The agent said a broken rail apparently threw the passenger train, No. 57 into the siding on which the freight had pulled. The fireman on the freight, whose name was not learned immediately, was scalded, TOMLINSON reported. None of the crew of the westbound train was injured, he said.
Rescue work at first was hampered by lack of lighting facilities at the scene, TOMLINSON said, but Army trucks from Moody Field at Valdosta arrived early in the morning and flooded the surrounding terrain with light from their high-powered searchlights.
TOMLINSON told of one Negro who was cut from the wreckage, walked to the highway a few feet away, asked for a cigaret[sic], lit it, then dropped dead.
A hospital car carrying wounded soldiers to Finney General Hospital at Thomasville, Ga., was attached to the rear of the passenger train and was derailed, ROCKWELL reported. It did not overturn and the soldiers, none of whom was seriously injured, were taken to Moody Field.
Most of the dead and injured were taken to Valdosta and Thomasville, and six of the injured went to Waycross. All were civilians.
Syracuse Herald Journal New York 1944-08-05
BODIES OF 45 RECOVERED IN TRAIN CRASH.
AT LEAST 38 OTHERS HURT IN COLLISION NEAR STOCKTON, GA.
Stockton, Ga., Aug 5 (UP) -- The bodies of 45 members of a Negro work gang were found today in the splintered wreckage of an Atlantic Coast Line passenger train wrecked when a rail collapsed 14 miles east of here shortly after midnight.
At least 38 others most of them Negro laborers, were injured.

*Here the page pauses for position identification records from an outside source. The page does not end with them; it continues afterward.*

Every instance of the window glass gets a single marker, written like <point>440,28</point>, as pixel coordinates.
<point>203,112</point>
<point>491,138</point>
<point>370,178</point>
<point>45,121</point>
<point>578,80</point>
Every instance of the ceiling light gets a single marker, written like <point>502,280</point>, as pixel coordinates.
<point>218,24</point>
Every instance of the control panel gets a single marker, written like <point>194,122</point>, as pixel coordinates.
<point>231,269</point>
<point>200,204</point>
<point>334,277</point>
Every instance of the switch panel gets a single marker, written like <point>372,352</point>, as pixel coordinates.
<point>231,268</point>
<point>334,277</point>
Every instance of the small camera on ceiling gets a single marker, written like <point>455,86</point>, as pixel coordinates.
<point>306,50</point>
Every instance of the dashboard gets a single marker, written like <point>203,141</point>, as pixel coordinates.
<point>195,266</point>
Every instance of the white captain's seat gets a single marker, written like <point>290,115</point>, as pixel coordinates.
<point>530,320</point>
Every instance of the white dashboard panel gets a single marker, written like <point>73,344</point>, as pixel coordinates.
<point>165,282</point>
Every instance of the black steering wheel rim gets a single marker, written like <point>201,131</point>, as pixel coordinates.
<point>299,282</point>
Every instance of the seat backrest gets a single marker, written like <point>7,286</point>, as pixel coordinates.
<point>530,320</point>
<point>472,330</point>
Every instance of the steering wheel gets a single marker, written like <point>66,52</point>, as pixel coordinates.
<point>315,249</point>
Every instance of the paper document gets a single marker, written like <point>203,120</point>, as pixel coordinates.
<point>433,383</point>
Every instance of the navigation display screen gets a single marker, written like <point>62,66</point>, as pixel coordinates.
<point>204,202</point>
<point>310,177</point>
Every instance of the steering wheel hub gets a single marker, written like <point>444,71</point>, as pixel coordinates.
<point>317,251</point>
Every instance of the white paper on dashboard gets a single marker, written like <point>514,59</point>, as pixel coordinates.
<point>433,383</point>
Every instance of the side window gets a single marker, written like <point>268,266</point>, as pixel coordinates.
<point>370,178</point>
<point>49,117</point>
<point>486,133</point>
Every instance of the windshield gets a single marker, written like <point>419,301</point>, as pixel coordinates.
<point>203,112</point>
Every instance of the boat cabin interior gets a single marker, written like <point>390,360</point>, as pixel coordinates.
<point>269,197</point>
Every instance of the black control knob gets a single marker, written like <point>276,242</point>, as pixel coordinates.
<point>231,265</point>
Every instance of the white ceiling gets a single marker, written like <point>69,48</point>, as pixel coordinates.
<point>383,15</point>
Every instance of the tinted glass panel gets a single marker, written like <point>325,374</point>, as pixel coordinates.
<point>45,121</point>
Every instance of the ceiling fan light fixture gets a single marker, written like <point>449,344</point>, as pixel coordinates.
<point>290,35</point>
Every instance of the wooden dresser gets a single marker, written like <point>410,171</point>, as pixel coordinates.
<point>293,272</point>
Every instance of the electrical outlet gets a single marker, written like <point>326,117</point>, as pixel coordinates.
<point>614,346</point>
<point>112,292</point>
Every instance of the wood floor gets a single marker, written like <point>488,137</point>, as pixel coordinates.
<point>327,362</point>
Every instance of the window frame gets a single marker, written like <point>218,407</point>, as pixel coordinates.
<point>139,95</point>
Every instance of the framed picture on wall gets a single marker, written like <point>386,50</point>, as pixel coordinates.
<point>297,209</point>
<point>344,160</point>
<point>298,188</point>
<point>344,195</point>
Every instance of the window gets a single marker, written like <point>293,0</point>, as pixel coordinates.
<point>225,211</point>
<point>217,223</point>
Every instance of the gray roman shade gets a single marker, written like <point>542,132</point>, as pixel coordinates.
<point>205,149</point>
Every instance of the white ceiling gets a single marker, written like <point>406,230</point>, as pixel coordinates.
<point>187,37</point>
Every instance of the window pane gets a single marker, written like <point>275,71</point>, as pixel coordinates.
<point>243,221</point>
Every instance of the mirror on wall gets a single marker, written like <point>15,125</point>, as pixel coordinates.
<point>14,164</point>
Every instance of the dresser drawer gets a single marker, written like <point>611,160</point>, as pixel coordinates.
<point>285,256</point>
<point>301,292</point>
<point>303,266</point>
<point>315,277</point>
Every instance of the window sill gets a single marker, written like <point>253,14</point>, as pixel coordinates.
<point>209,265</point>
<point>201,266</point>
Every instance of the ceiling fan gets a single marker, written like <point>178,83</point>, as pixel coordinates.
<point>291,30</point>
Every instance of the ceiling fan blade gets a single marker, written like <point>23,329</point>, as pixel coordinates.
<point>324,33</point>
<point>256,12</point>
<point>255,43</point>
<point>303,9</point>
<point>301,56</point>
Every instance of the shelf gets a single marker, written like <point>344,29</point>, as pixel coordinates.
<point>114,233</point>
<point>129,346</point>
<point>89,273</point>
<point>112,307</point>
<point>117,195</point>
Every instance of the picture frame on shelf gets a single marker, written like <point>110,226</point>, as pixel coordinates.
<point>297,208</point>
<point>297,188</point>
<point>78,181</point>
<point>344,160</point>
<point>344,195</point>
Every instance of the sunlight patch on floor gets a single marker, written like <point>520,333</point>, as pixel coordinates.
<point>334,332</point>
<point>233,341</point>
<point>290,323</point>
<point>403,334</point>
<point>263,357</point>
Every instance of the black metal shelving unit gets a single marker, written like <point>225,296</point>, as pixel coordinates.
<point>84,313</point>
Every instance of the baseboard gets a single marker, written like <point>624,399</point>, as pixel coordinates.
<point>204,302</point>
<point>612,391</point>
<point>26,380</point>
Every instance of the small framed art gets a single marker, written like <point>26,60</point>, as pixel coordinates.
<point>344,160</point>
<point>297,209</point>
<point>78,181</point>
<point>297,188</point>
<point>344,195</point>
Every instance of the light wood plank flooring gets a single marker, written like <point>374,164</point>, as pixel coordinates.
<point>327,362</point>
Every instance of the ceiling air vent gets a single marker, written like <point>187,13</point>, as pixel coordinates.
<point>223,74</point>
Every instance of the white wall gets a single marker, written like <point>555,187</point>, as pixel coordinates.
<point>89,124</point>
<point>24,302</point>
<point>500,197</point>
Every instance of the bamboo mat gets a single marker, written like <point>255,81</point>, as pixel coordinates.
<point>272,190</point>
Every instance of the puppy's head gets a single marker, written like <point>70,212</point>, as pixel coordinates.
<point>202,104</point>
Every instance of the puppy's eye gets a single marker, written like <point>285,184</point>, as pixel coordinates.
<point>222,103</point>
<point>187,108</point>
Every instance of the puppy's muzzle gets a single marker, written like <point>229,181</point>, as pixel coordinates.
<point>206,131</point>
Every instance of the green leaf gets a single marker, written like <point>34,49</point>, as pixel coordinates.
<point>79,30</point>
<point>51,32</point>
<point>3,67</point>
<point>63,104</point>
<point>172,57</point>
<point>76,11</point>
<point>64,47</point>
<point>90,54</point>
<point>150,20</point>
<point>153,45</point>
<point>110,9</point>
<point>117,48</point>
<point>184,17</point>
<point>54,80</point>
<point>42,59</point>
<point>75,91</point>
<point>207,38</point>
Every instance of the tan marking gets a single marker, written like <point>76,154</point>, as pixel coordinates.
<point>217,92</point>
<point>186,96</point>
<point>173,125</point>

All but four of the occupants of a Red Cross hospital car transporting casualties from the Normandy battlefront escaped injuries although the car was among those derailed. The additional injuries, however, were minor.
C. G. SIBLEY, general manager of the railroad, said the train broke in two at the ninth car, an all-steel sleeper in which there were no injured.
The nex car -- a coach in which the Negroes were riding -- left the tracks and hurtled inito the engine of a freight train that had parked on a siding to let the passenger train pass.
SIBLEY said the engine and first eight-cars of the train stayed on the tracks and the passengers continued to destinations.
The train was en route from Waycross, Ga., to Montgomery, Ala. Traffic over the line was temporarily rerouted by Albany, Ga.
According to SIBLEY, the broken rail was a 100-pound section manufactured in 1927 and laid in the track during that year. "This part of the line was inspected by the sperry-rail detector car Aug. 6, 1943, when no defects were discovered in that particular run," he said.
The Red Cross car was carrying wounded soldiers to the Finney General Hospital at Thomasville, Ga. The Army would not disclose the number of passengers in that car, but four of the men were reported by the railroad to have been injured slightly.
The wreckage from the crash was strewn over an area of more than 300 yards. Lt. Col. HOWARD C. STELLING, commandant of Moody, and Lt. Col. MORRIS BURKE, chief surgeon of the post, supervised the Army's part of the rescue work and brought wreckage equipment, including airplane crash trucks, to the scene of the accident.